Scikit-learn Installation and Setup Guide

Introduction

Welcome to your first lab on scikit-learn! Scikit-learn is one of the most popular and powerful open-source machine learning libraries for Python. It provides a wide range of tools for data mining and data analysis, built on top of NumPy, SciPy, and matplotlib.

Before starting this course, you should have basic Python programming skills and ensure that Python is properly configured in your system PATH. If you haven't learned Python yet, you can start from our Python Learning Path. Additionally, you should have NumPy and Pandas installed as they are essential prerequisites for scikit-learn operations. If you need to learn these libraries, you can explore our NumPy Learning Path and Pandas Learning Path.

In this lab, you will learn the fundamental steps to get started with scikit-learn in the LabEx environment. We will walk through verifying the installation, importing modules, and loading one of scikit-learn's built-in datasets. This will confirm that your environment is correctly configured for future machine learning experiments.

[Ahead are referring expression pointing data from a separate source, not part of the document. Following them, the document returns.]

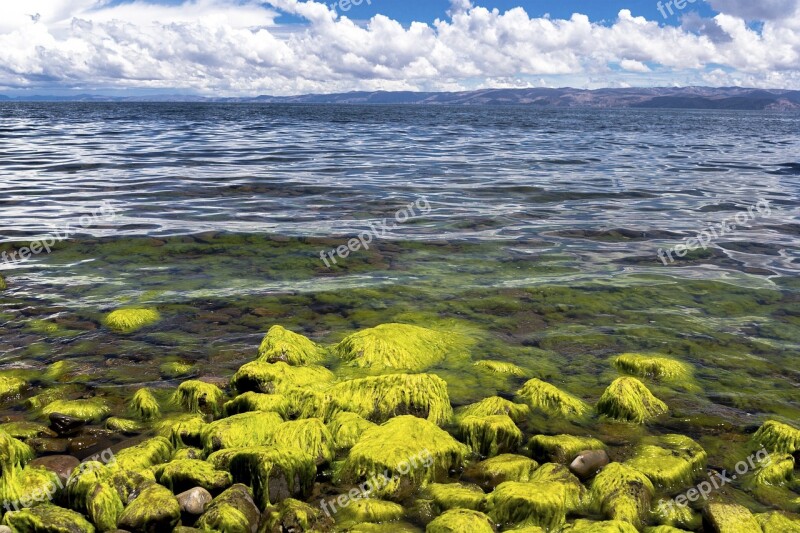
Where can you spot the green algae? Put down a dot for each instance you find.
(379, 398)
(280, 344)
(561, 448)
(459, 520)
(628, 399)
(495, 405)
(490, 435)
(130, 320)
(199, 397)
(550, 400)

Install scikit-learn using pip install scikit-learn

In this step, we will discuss how to install the scikit-learn library. In a typical Python environment on your local machine, you would use pip, the package installer for Python, to install new libraries. The command to install scikit-learn is:

pip install scikit-learn

Command to install scikit-learn

However, to make your learning experience smoother, the LabEx environment comes with scikit-learn and its dependencies pre-installed. Therefore, you do not need to run the installation command here. We are showing it for your reference, so you know how to set up scikit-learn on your own computer.

Let's move on to the next step to start using the library.

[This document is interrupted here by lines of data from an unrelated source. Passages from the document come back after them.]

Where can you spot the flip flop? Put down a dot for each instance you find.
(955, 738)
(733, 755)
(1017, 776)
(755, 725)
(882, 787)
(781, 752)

Import scikit-learn as from sklearn import datasets

In this step, you will write your first line of Python code to interact with the scikit-learn library. Before you can use any functions or objects from a library in Python, you must first import it into your script.

Scikit-learn includes a module called datasets which contains utilities to load and fetch popular reference datasets. We will import this module to use it in a later step.

First, locate the main.py file in the file explorer on the left side of your WebIDE. Click on it to open it in the editor. Now, add the following line of code to the main.py file:

from sklearn import datasets

Python code to import scikit-learn datasets

This line tells Python to find the sklearn library and import the datasets module from it, making its functions available for us to use. After adding the code, save the file. We will add more code and run the script in the upcoming steps.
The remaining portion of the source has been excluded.